Dopo il nostro insuccesso al concorso Rai, nel 2020, ero in Romagna per una tappa del Giro, c’era freddo, raccontai la piadineria con Manola, la sorella. La ricordo provata, purtroppo, dal dolore. Perdere un fratello così è tragico, quando poi è uno dei personaggi sportivi più puliti al mondo. Marco vinse tanto e cadde, si rialzò sino a Madonna di Campiglio 1999. Ematocrito appena oltre i limiti consentiti, probabilmente per una dna naturalmente così concentrato. Ricordo Candido Cannavò, direttore de La Gazzetta dello sport, organizzatrice del Giro, gli chiese di ammettere qualcosa che non aveva fatto, anzi. Si parlò perfino di un Marco vittima di mafia, di scommettitori. La realtà è che a 28 anni non trovò più la forza di maramaldeggiare, neanche in salita, con quel suo corpicino agilissimo.
Marco iniziò il tunnel della depressione, soprattutto cedette alla tentazione di drogarsi

Marco entra nel tunnel, come Maradona. Anni più tardi io mi sarei pure beccato una querela per diffamazione da uno dei suoi spacciatori. Naturalmente sono stato assolto. Gli spacciatori alla fine sono stati condannati, mi pare fossero quattro, in ogni caso quel giorno la notizia era completa e verificata. Guardavo Sky, mercoledì, appunto, sport24, lo tengo giorno e notte, da 15 anni almeno. Il gregario Marco Velo, l’ex capitano azzurro Davide Cassani spiegano che nell’inverno del 2004 il campione era perentorio, con gli ex compagni come con gli amici. “Se ho bisogno, mi faccio vivo io”. Mi domando: i compagni di squadra, gli ex, i tecnici, gli sponsor, i patron del ciclismo, i tecnici azzurri, i compagni di nazionale di Pantani come possono non avere capito che Marco rischiava di far del male a se stesso?
Si poteva salvare Pantani

Pantani, dunque, mi chiedo perchè mamma Tonina e papà Paolo non abbiano fermato Marco.

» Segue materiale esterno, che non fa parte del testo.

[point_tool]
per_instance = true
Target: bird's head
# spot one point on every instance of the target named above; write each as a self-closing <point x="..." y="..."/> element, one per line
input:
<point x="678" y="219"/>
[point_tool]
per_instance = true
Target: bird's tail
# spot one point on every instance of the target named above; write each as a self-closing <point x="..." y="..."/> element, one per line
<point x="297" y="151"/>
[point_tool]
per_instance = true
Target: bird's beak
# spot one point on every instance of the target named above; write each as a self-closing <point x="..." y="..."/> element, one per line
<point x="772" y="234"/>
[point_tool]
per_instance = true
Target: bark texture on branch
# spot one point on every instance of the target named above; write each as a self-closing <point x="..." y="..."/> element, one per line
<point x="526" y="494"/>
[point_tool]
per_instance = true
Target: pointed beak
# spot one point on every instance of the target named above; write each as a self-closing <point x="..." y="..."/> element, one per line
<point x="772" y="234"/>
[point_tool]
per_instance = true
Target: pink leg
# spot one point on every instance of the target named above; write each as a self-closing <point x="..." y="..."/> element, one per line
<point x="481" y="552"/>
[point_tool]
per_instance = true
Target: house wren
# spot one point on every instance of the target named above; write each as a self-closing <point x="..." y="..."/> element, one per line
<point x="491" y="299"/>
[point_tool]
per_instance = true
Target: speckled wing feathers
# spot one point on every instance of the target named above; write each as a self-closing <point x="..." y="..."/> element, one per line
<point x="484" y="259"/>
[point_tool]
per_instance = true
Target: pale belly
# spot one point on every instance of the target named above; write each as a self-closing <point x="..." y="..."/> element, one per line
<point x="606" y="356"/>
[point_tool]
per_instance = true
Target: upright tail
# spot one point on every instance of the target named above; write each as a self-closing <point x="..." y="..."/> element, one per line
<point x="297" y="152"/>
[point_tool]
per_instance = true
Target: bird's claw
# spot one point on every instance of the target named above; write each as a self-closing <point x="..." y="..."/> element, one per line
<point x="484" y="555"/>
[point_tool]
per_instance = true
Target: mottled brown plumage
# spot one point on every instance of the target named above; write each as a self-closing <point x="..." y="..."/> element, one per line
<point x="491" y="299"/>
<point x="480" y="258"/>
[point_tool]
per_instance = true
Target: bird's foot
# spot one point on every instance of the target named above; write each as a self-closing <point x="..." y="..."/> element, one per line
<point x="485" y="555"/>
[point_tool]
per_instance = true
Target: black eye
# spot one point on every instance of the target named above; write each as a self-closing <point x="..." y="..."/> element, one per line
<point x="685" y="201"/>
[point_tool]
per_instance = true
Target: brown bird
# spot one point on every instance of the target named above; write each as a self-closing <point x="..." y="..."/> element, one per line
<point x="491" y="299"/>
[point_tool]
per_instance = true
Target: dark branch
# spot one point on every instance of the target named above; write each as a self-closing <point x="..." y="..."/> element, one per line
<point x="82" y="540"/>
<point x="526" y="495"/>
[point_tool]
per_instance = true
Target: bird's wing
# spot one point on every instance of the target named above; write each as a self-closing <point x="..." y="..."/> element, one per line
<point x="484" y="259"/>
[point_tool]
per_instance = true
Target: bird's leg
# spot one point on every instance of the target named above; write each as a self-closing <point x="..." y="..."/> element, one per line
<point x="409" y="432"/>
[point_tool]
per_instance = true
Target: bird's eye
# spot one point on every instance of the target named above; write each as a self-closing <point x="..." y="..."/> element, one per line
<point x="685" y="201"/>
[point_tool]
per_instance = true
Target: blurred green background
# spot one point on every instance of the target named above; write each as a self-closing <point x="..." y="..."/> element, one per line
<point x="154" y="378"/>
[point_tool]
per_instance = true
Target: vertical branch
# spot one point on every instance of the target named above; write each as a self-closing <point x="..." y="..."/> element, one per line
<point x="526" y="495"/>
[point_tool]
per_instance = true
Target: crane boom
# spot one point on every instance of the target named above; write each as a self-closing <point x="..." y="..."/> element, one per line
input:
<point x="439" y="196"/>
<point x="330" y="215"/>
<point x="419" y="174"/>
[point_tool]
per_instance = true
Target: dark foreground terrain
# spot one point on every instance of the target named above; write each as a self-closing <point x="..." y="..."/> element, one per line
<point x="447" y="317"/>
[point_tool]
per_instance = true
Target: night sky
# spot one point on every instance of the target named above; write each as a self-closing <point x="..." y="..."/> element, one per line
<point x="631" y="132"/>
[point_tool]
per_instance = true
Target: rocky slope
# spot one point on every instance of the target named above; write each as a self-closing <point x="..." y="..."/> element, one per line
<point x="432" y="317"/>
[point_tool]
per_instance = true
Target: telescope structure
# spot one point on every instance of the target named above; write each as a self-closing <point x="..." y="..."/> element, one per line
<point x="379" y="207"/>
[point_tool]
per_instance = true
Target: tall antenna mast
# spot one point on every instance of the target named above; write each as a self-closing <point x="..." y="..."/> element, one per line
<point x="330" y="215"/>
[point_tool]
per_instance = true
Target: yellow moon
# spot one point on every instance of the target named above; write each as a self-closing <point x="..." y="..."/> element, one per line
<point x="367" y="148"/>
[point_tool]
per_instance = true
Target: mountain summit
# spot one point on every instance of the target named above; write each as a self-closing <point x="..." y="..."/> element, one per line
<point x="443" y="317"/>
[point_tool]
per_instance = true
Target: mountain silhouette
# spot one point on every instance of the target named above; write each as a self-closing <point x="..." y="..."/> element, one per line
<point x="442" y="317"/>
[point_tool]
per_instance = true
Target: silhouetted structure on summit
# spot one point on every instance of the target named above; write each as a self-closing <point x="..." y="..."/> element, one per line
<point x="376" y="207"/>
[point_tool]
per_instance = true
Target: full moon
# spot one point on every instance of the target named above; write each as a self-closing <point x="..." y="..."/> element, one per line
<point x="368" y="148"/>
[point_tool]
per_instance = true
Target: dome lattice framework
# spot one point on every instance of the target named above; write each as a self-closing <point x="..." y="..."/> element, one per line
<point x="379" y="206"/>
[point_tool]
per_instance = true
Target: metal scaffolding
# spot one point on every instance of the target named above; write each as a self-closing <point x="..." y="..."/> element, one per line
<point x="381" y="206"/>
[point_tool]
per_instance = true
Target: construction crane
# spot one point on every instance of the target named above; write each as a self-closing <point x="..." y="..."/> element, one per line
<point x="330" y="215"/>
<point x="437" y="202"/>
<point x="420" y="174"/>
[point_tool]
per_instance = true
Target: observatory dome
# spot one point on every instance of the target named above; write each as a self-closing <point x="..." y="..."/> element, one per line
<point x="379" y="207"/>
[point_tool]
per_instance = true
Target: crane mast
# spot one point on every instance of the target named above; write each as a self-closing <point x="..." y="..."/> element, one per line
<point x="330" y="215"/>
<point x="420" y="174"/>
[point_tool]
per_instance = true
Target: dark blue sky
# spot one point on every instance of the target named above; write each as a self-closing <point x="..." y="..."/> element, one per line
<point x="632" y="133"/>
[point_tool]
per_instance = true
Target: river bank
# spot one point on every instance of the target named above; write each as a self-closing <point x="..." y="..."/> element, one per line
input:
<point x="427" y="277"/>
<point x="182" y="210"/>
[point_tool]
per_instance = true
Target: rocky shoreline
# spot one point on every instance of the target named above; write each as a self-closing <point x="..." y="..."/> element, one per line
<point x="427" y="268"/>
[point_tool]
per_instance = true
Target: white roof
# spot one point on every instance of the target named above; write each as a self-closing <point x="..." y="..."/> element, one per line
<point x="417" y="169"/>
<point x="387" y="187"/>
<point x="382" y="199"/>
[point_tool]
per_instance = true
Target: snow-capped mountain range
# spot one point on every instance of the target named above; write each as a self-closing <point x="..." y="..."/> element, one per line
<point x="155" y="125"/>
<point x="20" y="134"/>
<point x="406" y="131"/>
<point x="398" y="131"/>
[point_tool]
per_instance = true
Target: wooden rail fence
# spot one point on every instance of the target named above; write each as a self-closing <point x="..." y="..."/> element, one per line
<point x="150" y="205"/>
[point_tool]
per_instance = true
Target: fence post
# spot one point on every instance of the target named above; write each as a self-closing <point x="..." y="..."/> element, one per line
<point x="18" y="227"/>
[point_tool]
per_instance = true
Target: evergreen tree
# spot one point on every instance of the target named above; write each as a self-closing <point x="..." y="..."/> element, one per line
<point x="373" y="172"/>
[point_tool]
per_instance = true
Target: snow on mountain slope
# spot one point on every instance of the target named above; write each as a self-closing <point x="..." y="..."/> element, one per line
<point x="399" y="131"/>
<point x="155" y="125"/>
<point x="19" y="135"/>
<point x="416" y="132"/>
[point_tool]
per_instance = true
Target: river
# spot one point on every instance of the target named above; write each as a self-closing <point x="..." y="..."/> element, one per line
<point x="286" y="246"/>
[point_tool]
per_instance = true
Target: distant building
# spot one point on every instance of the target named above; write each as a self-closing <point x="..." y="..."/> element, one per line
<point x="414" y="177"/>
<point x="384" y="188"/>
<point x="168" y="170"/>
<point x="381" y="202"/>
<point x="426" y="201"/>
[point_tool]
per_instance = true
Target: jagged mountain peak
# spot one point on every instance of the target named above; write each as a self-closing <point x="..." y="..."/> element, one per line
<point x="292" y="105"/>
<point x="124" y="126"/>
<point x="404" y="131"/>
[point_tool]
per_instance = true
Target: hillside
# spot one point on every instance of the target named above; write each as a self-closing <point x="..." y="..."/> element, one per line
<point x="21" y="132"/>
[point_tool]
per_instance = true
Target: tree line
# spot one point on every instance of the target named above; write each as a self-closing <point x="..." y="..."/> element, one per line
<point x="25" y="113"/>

Viveva da solo, in quel periodo era in hotel. Andava fatto ricoverare, il famoso tso. Continuo a citarmi, intervistai il professor Francesco Conconi per l’anniversario del record del mondo di Francesco Moser, e mi spiegò che Marco era come senza difese, trasparente, sensibilità allo stato puro. Mi chiedo, come sarebbe stata la vita di Marco se non avesse ingerito il cocktail letale di psicofarmaci e di droga? Temo ci avrebbe riprovato. Anzi, se l’allarme fosse partito in tempo, l’avrebbero salvato e tenuto in ospedale, controllato sino a quando non sarebbe stato meglio.
Marco Pantani era il ciclismo, cosa avrebbe fatto se fosse sopravvissuto?

Gianluca Pessotto, friulano di Latisana, 53 anni, passò dal Torino alla Juventus e fu titolare nel ciclo di Marcello Lippi, il primo. Disputò da titolare il mondiale del ’98, in Francia, con il giuliano Cesare Maldini ct, ed Euro 2000, in Belgio e Olanda, con Dino Zoff. Uscì dal campo nel 2006, a 36 anni, iniziava a fare il dirigente della Juventus, una mattina si gettò dall’abbaino della sede bianconera, forse per una crisi familiare. Si salvò e resta responsabile del settore giovanile.
Sono convinto che Pantani sarebbe rimasto nel ciclismo, come tecnico giovanile o come team manager, magari anche da direttore sportivo. Anni fa Alessandra de Stefano, corrispondente Rai da Parigi, salvò dal tentativo di suicidio, annunciato, un corridore. L’aveva conosciuto fra giri d’Italia e Tour, poi sarebbe diventata direttrice di Raisport.
Il mio occhio che cade sempre sul monumento a Pantani

Ogni volta che dall’Emilia passo alla Romagna, in autostrada, l’occhio va sul monumento a Marco Pantani, una grande biglia in vetro, di quando era in maglia Mercatone uno. Un giorno cercherò la tomba. In tanti hanno scritti libri, su Marco. I familiari ma soprattutto la fidanzata in quei giorni non avrebbero dovuto lasciarlo solo, bisognava fermarlo, ricoverarlo, i giornalisti non l’avrebbero saputo e Marco a 53 anni sarebbe ancora fra noi. Il Tour de France in partenza dalla Toscana, per la Romagna, l’Emilia e il Piemonte, ricorderà naturalmente Pantani. Le leggende non si dimenticano.